Zoe Elliott-Brown, a 36-year-old British woman, bought a seemingly innocent portrait of a young girl in a charity store, only to discover later that the painting might be cursed. The mysterious work of art, which its previous owner returned to the store with the statement “the painting ruined my life”, brought a whole series of strange incidents into Zoe’s home.

Just a month ago, Zoe came across a painting by an unknown artist at the Hastings Charity Center in St Leonards-on-Sea, East Sussex. The seller, aware of the painting’s alleged curse, warned Zoe of its potential danger. Intrigued by the story, Zoe photographed the painting and shared the image with her mother Jane. Little did they know that this innocent act would lead to a series of unexplained events.

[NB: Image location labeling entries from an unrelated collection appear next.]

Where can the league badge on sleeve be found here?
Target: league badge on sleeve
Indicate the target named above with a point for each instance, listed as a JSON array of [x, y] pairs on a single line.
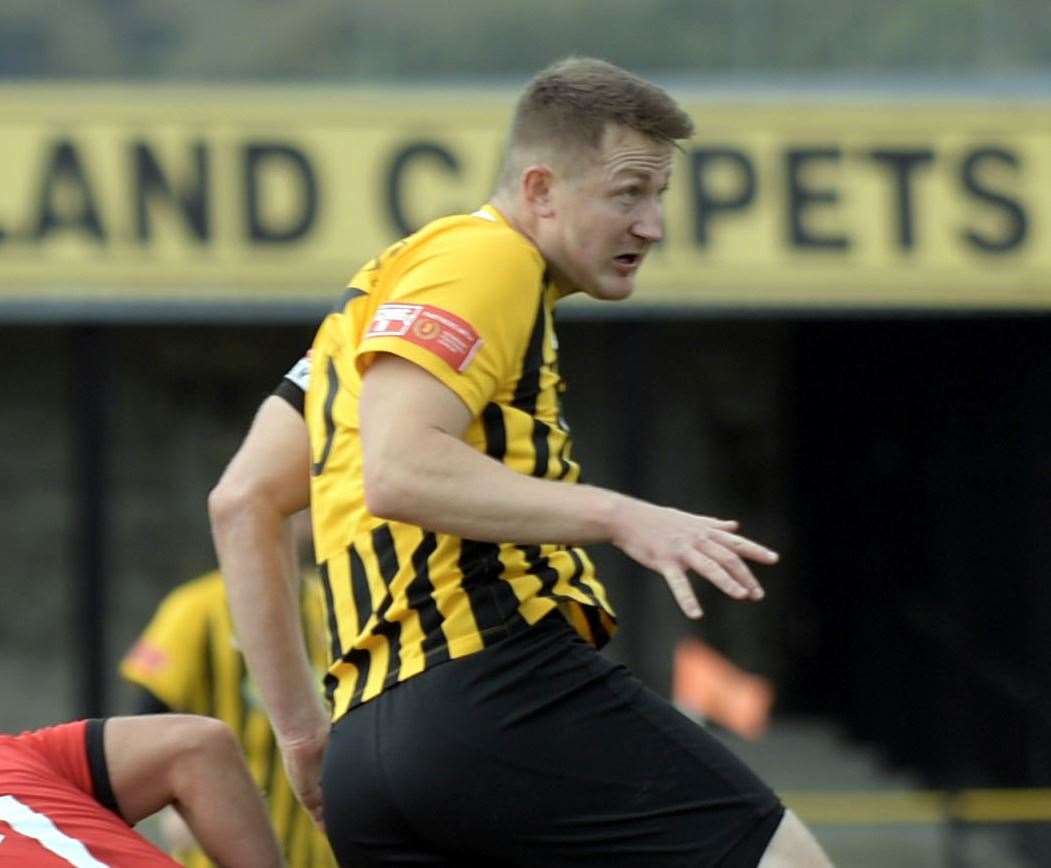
[[447, 335]]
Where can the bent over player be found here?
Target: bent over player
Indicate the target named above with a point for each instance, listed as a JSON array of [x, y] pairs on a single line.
[[474, 721], [69, 793]]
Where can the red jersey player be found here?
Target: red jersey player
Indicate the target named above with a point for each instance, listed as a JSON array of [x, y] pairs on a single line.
[[69, 793]]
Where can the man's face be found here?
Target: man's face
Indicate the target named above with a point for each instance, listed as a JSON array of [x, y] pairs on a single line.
[[606, 213]]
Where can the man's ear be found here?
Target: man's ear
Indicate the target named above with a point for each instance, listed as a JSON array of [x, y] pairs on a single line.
[[537, 187]]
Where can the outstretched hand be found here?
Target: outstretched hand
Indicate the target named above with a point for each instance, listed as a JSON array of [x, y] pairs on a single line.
[[675, 543], [303, 765]]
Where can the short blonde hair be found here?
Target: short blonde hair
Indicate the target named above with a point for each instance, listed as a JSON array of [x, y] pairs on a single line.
[[567, 107]]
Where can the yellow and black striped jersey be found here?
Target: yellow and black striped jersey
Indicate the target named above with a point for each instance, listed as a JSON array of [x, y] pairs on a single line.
[[468, 300], [188, 658]]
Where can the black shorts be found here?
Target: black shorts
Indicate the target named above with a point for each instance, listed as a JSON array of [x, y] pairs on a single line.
[[537, 751]]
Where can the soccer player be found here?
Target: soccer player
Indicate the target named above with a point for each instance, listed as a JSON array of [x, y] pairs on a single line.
[[187, 660], [474, 722], [69, 793]]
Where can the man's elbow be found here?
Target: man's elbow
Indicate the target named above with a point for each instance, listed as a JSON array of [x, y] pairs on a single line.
[[388, 493], [227, 502]]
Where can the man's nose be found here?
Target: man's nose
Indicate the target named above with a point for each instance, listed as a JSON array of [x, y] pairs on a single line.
[[650, 225]]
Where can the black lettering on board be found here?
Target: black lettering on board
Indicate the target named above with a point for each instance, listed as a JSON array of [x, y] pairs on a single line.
[[403, 159], [151, 183], [707, 203], [1015, 219], [66, 201], [261, 158], [902, 163], [803, 198]]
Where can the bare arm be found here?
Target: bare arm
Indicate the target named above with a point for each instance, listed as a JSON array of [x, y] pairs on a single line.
[[194, 764], [418, 470], [266, 481]]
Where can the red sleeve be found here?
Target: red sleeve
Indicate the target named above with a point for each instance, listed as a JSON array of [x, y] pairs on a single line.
[[64, 748]]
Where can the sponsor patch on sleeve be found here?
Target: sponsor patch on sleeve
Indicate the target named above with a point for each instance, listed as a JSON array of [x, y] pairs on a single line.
[[301, 373], [448, 336], [148, 658]]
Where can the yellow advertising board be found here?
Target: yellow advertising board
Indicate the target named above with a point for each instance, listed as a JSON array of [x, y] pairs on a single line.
[[149, 194]]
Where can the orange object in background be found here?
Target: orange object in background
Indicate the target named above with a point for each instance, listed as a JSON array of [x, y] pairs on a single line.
[[707, 684]]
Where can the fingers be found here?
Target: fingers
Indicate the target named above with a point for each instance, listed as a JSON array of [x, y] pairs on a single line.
[[728, 574], [745, 548], [682, 591]]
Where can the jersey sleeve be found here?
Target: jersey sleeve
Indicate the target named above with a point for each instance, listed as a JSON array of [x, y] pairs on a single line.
[[293, 386], [170, 657], [65, 749], [461, 308]]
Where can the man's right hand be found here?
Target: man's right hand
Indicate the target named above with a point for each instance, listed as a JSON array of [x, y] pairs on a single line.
[[303, 765], [675, 543]]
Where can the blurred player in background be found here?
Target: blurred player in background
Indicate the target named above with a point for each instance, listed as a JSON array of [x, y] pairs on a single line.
[[475, 724], [70, 793], [187, 660]]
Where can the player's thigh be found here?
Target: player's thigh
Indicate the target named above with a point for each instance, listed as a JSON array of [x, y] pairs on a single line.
[[540, 751], [362, 821]]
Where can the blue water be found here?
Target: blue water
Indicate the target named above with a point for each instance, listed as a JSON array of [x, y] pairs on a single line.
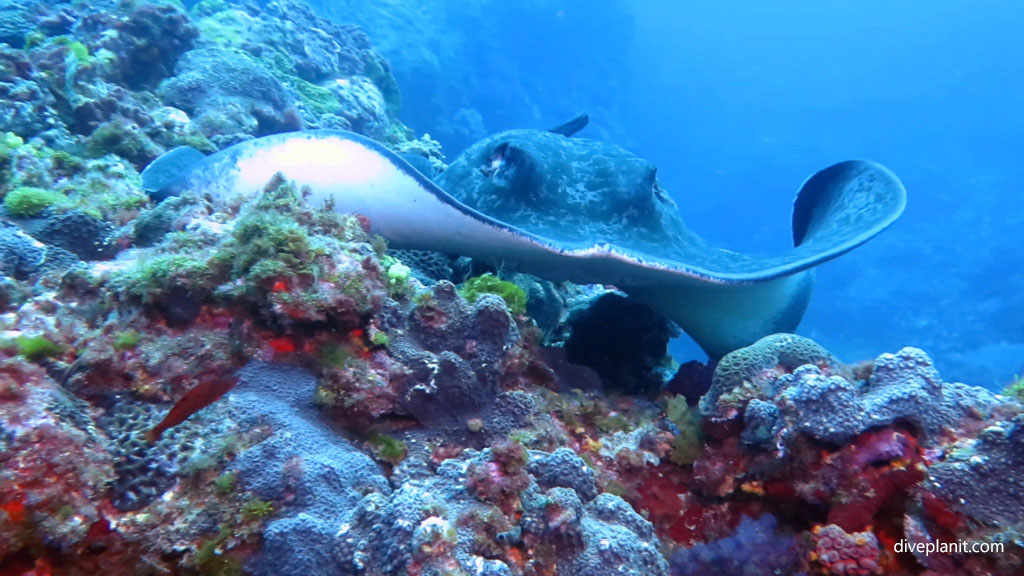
[[737, 103]]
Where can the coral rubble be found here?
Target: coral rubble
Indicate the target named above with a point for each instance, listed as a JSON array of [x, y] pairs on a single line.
[[261, 386]]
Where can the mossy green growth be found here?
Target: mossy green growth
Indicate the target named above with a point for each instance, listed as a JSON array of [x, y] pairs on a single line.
[[335, 356], [80, 50], [26, 202], [37, 347], [256, 509], [686, 445], [226, 483], [207, 552], [268, 242], [317, 98], [127, 340], [1015, 389], [387, 448], [514, 296], [151, 280], [380, 339]]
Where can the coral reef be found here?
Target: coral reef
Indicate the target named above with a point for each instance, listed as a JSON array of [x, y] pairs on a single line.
[[754, 549], [260, 386]]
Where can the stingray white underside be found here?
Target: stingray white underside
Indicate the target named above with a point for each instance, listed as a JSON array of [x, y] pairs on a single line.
[[359, 176]]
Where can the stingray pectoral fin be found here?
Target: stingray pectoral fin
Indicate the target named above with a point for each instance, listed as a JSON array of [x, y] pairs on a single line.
[[722, 318], [168, 167], [843, 206], [743, 298]]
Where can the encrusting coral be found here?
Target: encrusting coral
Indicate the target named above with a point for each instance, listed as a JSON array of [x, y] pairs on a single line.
[[260, 386]]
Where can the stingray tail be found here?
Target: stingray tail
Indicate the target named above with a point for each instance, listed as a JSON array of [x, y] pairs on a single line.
[[836, 210]]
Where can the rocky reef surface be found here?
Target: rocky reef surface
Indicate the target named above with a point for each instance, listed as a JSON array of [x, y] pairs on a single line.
[[263, 387]]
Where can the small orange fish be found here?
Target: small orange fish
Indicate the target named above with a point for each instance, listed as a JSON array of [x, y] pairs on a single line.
[[283, 344], [208, 391]]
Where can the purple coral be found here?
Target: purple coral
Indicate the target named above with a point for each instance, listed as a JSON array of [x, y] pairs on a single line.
[[754, 549]]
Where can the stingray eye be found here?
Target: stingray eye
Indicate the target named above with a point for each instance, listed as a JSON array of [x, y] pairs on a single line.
[[497, 159]]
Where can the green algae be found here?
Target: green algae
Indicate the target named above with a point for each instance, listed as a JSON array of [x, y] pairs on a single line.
[[514, 296], [226, 483], [1015, 389], [37, 347], [27, 202], [127, 340], [256, 509], [387, 448], [380, 339]]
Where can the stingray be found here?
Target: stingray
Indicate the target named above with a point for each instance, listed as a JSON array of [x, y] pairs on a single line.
[[563, 208]]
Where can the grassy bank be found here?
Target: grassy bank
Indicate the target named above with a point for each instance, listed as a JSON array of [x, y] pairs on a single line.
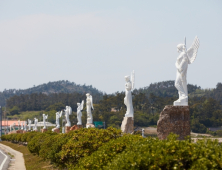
[[32, 162]]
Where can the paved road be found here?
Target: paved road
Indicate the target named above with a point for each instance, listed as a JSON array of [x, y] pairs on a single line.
[[4, 161]]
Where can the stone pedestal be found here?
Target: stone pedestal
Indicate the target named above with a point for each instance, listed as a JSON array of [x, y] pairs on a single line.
[[67, 129], [127, 125], [89, 125], [43, 130], [56, 130], [76, 127], [175, 119]]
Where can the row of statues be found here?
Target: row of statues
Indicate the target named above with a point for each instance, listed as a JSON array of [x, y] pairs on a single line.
[[68, 112], [185, 57]]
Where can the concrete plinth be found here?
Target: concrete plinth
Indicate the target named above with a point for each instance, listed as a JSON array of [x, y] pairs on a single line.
[[67, 129], [43, 130], [90, 125], [127, 125], [175, 119], [76, 127]]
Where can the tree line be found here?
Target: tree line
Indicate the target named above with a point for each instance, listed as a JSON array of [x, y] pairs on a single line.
[[205, 105]]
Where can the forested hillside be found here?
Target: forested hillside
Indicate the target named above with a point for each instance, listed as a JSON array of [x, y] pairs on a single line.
[[49, 88], [205, 105]]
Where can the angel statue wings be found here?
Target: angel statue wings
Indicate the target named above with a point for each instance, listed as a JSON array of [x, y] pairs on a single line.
[[58, 115], [68, 111], [44, 118], [130, 84], [35, 122], [79, 112], [89, 105], [186, 57]]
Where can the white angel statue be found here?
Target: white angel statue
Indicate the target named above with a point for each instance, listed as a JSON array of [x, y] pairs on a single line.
[[130, 84], [25, 126], [68, 111], [35, 122], [12, 127], [58, 115], [186, 57], [79, 113], [44, 118], [18, 124], [22, 125], [89, 105], [29, 124]]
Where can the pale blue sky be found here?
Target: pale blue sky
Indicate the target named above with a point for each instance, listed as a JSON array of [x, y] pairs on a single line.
[[99, 42]]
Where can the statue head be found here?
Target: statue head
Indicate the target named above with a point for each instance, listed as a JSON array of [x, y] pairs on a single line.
[[180, 47], [127, 78]]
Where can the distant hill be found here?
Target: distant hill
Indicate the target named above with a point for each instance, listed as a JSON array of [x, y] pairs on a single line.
[[165, 89], [49, 88]]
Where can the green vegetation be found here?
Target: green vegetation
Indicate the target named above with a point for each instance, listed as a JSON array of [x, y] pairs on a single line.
[[32, 162], [148, 102], [98, 149]]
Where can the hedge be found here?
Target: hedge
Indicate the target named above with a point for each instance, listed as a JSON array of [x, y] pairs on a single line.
[[106, 149]]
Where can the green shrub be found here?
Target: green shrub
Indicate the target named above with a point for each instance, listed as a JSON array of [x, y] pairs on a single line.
[[98, 159], [107, 149], [35, 144], [85, 142], [53, 145]]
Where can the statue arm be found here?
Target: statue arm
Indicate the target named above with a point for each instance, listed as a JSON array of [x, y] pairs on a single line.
[[128, 86]]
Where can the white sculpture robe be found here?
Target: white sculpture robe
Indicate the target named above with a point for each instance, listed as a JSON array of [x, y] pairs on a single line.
[[44, 118], [68, 111], [22, 125], [35, 122], [58, 115], [29, 124], [128, 95], [186, 57], [25, 126], [79, 113], [89, 105]]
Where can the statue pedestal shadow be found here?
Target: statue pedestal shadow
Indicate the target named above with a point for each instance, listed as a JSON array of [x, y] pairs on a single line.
[[174, 119]]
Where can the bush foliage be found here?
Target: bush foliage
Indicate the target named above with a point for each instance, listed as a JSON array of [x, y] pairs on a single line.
[[107, 149]]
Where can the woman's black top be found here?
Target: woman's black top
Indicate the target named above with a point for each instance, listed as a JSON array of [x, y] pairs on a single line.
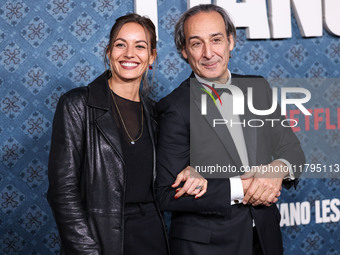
[[138, 157]]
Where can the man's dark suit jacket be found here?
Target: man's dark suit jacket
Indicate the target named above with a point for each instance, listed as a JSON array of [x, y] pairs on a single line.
[[210, 224]]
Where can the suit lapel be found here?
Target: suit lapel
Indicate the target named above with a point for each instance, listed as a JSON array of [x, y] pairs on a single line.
[[213, 113]]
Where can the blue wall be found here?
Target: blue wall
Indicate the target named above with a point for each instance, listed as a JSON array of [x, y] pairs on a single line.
[[49, 47]]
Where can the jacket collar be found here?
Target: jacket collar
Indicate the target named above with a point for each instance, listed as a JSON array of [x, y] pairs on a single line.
[[99, 92]]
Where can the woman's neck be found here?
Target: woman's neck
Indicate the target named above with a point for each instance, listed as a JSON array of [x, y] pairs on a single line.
[[126, 89]]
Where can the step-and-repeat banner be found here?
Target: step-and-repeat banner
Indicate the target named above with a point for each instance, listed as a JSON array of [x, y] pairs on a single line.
[[50, 47]]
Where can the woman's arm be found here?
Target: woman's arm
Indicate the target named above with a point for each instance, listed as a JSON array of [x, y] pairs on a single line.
[[64, 170]]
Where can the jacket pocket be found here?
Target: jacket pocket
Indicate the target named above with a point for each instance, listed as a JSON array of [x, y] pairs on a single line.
[[191, 233]]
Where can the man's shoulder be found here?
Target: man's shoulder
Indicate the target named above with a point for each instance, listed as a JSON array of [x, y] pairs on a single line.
[[178, 95], [245, 81]]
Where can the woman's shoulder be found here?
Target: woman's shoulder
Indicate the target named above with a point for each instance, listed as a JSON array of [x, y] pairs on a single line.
[[77, 96]]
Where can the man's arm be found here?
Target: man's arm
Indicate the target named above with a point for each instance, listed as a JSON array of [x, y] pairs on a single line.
[[285, 147], [173, 154]]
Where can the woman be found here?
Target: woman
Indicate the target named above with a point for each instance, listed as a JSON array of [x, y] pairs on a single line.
[[102, 158]]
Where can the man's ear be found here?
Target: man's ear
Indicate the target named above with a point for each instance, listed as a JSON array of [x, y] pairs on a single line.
[[231, 42], [184, 53]]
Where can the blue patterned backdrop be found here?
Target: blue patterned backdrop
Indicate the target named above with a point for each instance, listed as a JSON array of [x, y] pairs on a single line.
[[49, 47]]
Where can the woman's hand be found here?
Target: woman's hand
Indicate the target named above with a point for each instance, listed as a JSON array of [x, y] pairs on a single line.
[[195, 184]]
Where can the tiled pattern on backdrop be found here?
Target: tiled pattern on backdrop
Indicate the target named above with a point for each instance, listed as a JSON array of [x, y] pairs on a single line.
[[48, 47]]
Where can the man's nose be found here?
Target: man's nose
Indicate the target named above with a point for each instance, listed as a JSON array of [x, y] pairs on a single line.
[[208, 51], [129, 52]]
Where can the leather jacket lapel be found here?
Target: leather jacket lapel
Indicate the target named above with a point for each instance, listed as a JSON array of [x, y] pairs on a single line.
[[100, 100]]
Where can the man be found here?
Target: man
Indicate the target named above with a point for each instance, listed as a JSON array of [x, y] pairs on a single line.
[[236, 215]]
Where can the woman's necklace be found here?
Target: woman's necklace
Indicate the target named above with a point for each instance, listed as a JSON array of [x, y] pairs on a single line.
[[121, 118]]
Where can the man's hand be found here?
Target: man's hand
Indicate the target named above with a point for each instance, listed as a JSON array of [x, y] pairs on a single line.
[[246, 183], [265, 187], [194, 184]]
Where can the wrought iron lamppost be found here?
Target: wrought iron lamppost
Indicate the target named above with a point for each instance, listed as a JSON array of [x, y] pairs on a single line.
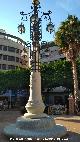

When Zoe brought the painting into the house and set it up in the living room, their usually friendly dog Cilla reacted by growling and began to keep her distance from the artwork. At the same time, Jane’s (Zoe’s mother) health deteriorated dramatically, with alternating fevers and chills. She began to wear many sweaters to keep warm. Despite these disturbing phenomena, Jane was fascinated by the painting, staring at it for hours and even stroking the cheek of the painted girl.

Zoe’s attempts to convince her mother that the painting carried negative energy and was a curse were met with resistance. Jane stubbornly defended the painting, considering it a cherished family heirloom. She was unwilling to part with the painting, even as her health declined. Zoe compares her mother’s attachment to the painting to the attraction of the ring from the movie The Lord of the Rings: “It definitely has an attractive and charming effect, it seems to pull you towards it.”

Jane herself believes that the girl in the portrait is unhappy and finds comfort in the fact that someone is stroking her cheek. She denies any connection between her deteriorating health and the purchase of the painting. However, she admits that there are strange knocks at her door, and when she opens it, she finds no one. Once Jane even fainted in the bathroom due to her illness, but she refused medical attention and was left at home.

When in the morning Zoe finds her mother standing in the living room stroking a painted girl on the cheek, she can’t help but wonder how her mother ended up there and what she was doing during the night. The eerie presence of the cursed painting continues to baffle them, leaving them with unanswered questions and a sense of unease.

Is there really a curse placed on this innocent looking portrait? Or is it just coincidence and an overactive imagination?